Ketua Komisi XI DPR RI, Mukhamad Misbakhun, menilai kondisi ekonomi Indonesia tetap stabil meskipun terjadi konflik bersenjata antara Israel dan Iran. Pernyataan ini disampaikannya dalam diskusi daring INDEF pada Minggu, 29 Juni 2025. Beliau menekankan bahwa sejumlah indikator ekonomi menunjukkan Indonesia masih dalam kondisi aman.
Beberapa faktor kunci mendukung kesimpulan tersebut. Stabilitas ekonomi Indonesia sejauh ini tampak terjaga dengan baik, dan sejumlah indikator ekonomi utama menunjukan hal tersebut. Misalnya, IHSG tetap kuat, nilai tukar rupiah terhadap dolar AS stabil, serta harga minyak dunia masih di bawah asumsi ICP APBN 2025.
Kondisi Ekonomi Indonesia Tetap Stabil
Indikator ekonomi makro Indonesia menunjukkan kinerja yang baik. IHSG mampu menahan dampak gejolak global. Nilai tukar rupiah juga terpantau stabil terhadap dolar Amerika Serikat.
Harga minyak dunia saat ini masih berada di bawah angka USD 82 per barel, sesuai asumsi Indonesian Crude Price (ICP) dalam APBN 2025. Kondisi ini dinilai positif dan perlu dipertahankan.
Namun, Misbakhun mengingatkan potensi risiko. Jika harga minyak dunia melebihi USD 100 per barel, bahkan mencapai USD 140 per barel, maka beban subsidi Bahan Bakar Minyak (BBM) akan meningkat drastis. Hal ini dapat berdampak pada inflasi dan memerlukan kebijakan pemerintah yang cermat.
Potensi Keuntungan dari Kenaikan Harga Minyak
Meskipun ada potensi risiko, kenaikan harga minyak dunia juga membawa dampak positif bagi Indonesia. Ekspor minyak Indonesia akan meningkat, dan hal ini berdampak positif pada pendapatan negara.
Kenaikan harga komoditas lain seperti batu bara dan mineral juga diproyeksikan akan terjadi seiring dengan kenaikan harga minyak dunia. Hal ini dapat meningkatkan pendapatan negara secara keseluruhan.
Pentingnya Data yang Akurat untuk Pengambilan Kebijakan
Hingga Mei 2025, pendapatan negara telah mencapai Rp 995,3 triliun atau 33,1 persen dari target APBN 2025. Penerimaan pajak menyumbang Rp 806,2 triliun, sementara penerimaan negara bukan pajak (PNBP) mencapai Rp 188,7 triliun.
Meskipun belanja negara mencapai Rp 1.016,3 triliun, defisit anggaran hanya sebesar Rp 21 triliun atau 0,09 persen dari PDB yang ditargetkan sebesar Rp 24 ribu triliun. Defisit yang relatif kecil ini menunjukkan kondisi fiskal yang masih terkendali.
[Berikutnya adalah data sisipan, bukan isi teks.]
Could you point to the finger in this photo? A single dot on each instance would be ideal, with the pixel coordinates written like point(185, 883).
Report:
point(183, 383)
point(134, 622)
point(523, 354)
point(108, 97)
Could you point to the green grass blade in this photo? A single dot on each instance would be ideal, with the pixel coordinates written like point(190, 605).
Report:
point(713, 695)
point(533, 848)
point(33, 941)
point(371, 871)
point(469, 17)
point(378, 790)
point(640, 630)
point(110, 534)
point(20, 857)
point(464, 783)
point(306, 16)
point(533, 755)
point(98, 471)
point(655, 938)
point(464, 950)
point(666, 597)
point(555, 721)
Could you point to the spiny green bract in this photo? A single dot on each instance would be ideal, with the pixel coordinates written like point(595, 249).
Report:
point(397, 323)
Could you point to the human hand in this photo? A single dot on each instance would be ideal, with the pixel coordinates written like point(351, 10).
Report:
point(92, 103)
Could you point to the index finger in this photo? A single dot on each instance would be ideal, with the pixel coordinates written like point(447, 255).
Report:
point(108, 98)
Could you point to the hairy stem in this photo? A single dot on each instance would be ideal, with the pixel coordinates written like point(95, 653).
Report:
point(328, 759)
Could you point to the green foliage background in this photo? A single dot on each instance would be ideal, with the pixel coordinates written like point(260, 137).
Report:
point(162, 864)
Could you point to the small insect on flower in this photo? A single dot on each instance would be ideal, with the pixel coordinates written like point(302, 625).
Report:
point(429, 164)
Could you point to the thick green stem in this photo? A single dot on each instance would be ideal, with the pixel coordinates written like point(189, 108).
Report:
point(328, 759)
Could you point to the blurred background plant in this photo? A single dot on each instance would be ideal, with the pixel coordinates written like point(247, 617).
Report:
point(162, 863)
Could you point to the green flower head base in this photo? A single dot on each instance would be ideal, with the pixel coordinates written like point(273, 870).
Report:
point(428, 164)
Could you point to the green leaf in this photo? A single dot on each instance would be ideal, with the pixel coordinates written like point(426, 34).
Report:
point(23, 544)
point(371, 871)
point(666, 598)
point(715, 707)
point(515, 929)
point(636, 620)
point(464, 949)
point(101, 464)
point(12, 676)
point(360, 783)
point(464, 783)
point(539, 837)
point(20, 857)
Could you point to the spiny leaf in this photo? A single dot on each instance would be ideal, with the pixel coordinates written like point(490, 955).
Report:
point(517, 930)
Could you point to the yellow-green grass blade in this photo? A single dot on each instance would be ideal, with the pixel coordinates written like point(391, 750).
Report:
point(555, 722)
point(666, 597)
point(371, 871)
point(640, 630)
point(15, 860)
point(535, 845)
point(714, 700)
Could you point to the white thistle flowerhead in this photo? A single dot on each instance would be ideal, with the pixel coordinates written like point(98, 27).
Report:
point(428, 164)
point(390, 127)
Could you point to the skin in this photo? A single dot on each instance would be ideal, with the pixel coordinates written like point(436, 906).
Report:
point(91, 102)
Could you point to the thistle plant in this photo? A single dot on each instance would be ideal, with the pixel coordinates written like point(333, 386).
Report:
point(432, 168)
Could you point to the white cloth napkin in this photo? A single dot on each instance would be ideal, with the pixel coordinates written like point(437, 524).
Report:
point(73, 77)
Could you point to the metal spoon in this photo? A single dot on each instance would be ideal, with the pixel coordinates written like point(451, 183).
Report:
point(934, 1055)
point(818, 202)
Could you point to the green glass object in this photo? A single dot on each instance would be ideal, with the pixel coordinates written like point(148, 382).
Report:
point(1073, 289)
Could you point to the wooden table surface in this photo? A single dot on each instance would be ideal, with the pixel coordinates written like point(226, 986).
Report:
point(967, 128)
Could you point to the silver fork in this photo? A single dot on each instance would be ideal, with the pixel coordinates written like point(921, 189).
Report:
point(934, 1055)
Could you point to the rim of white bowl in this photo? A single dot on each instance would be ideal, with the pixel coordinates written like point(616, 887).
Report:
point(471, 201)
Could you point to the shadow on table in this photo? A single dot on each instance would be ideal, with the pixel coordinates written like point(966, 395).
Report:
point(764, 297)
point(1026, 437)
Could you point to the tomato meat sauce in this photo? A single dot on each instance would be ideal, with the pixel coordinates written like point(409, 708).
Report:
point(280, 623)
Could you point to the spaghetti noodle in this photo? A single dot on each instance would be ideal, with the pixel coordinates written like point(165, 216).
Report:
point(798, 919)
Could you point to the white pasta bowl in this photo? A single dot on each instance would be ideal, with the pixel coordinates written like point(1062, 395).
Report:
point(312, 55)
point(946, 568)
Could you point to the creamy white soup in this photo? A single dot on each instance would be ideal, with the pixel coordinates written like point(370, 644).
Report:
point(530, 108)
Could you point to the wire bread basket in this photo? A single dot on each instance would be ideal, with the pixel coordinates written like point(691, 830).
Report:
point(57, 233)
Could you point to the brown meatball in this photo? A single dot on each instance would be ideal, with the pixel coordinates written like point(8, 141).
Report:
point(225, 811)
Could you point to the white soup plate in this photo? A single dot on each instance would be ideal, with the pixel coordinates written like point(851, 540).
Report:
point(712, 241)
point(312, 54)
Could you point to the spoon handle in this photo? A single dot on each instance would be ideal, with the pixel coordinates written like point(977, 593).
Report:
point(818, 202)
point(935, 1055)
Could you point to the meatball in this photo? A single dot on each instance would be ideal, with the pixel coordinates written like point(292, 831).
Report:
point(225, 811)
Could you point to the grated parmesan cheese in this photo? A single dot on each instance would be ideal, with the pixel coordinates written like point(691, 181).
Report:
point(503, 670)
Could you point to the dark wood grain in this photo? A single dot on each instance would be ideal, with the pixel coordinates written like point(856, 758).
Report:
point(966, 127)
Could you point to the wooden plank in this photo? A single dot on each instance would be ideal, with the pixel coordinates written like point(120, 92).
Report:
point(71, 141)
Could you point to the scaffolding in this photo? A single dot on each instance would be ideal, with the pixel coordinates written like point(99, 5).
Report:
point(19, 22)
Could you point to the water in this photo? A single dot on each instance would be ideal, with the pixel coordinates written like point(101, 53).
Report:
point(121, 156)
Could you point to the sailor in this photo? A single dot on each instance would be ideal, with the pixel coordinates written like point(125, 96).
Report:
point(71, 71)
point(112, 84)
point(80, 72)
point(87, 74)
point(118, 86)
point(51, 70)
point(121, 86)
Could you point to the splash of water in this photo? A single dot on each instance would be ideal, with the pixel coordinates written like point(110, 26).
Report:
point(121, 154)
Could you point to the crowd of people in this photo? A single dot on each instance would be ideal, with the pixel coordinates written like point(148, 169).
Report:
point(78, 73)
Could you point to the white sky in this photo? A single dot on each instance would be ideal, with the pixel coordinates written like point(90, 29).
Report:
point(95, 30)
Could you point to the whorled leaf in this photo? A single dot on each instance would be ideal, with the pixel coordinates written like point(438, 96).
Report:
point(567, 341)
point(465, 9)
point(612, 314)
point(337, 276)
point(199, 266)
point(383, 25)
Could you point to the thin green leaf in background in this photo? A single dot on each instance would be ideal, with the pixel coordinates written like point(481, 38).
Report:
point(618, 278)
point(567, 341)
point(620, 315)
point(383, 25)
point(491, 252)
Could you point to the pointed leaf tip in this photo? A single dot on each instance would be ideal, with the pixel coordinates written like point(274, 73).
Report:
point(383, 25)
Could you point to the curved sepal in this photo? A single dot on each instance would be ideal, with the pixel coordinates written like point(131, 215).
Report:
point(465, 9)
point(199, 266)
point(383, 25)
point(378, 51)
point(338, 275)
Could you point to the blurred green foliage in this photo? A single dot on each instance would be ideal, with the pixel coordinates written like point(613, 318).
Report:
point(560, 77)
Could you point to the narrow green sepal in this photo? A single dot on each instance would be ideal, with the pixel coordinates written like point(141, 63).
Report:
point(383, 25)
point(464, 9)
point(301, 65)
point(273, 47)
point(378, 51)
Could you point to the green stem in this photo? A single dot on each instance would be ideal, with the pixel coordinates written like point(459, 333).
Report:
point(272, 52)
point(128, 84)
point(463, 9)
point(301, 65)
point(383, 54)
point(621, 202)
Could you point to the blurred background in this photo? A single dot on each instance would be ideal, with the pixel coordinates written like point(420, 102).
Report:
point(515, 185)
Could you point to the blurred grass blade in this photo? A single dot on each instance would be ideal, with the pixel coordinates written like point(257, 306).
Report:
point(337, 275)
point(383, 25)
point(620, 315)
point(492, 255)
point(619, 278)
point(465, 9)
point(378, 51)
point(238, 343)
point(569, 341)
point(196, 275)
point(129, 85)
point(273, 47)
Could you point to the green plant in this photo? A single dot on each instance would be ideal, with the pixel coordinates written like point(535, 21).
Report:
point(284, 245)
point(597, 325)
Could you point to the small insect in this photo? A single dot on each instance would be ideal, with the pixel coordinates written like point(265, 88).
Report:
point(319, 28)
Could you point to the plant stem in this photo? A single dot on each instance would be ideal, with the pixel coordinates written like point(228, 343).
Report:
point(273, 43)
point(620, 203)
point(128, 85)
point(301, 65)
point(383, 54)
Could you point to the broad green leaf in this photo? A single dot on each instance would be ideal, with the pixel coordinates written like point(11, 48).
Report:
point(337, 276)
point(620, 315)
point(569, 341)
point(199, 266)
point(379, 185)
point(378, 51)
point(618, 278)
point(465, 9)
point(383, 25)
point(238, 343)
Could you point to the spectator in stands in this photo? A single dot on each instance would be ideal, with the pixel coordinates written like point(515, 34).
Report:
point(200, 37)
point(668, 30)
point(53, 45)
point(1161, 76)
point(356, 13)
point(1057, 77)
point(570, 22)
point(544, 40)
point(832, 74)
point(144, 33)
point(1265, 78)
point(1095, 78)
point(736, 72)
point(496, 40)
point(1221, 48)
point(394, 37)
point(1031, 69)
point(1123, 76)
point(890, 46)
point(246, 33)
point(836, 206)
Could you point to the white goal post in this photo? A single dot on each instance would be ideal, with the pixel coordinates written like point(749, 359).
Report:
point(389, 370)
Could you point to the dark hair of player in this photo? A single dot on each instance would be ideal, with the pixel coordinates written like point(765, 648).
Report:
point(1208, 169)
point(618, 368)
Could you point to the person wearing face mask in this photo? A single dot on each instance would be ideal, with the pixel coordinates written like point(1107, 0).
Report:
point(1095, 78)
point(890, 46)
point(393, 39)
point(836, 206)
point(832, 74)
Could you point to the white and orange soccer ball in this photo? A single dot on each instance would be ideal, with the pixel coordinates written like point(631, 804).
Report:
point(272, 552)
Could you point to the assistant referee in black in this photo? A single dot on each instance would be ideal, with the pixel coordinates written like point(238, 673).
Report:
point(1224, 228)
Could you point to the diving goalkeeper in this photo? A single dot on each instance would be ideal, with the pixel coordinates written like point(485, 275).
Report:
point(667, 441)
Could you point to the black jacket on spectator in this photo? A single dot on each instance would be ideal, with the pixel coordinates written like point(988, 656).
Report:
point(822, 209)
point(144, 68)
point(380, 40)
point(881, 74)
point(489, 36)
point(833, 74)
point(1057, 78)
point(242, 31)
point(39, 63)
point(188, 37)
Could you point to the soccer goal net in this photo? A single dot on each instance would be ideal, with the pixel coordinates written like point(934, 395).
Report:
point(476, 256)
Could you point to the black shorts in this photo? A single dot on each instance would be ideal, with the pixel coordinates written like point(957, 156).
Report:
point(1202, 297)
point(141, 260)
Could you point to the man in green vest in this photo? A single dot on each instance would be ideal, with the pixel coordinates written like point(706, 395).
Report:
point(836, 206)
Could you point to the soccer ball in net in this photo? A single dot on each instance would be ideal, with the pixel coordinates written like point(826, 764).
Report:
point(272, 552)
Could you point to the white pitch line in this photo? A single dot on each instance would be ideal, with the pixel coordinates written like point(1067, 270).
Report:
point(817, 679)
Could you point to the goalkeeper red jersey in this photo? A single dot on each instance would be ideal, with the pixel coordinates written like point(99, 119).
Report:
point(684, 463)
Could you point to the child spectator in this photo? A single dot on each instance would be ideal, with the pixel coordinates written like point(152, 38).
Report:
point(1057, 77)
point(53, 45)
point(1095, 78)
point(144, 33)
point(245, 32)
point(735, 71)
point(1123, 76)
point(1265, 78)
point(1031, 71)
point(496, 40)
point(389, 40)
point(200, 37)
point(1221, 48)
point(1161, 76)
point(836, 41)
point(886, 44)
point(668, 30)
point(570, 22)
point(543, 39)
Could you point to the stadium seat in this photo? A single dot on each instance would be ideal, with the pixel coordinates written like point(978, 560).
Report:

Misbakhun menekankan pentingnya akurasi data yang disampaikan kepada Presiden Prabowo Subianto. Data yang valid dan akurat sangat krusial untuk mencegah kebijakan yang tidak tepat sasaran. Pemerintah perlu terus memantau perkembangan harga minyak dunia dan mengantisipasi potensi dampaknya terhadap perekonomian nasional. Dengan pengelolaan fiskal yang baik dan data yang akurat, Indonesia dapat melewati tantangan ini dan tetap menjaga stabilitas ekonomi nasional. Kondisi perekonomian Indonesia saat ini dapat dianggap sebagai ujian ketahanan fiskal. Keberhasilan melewati ujian ini akan semakin memperkuat fondasi perekonomian Indonesia ke depan.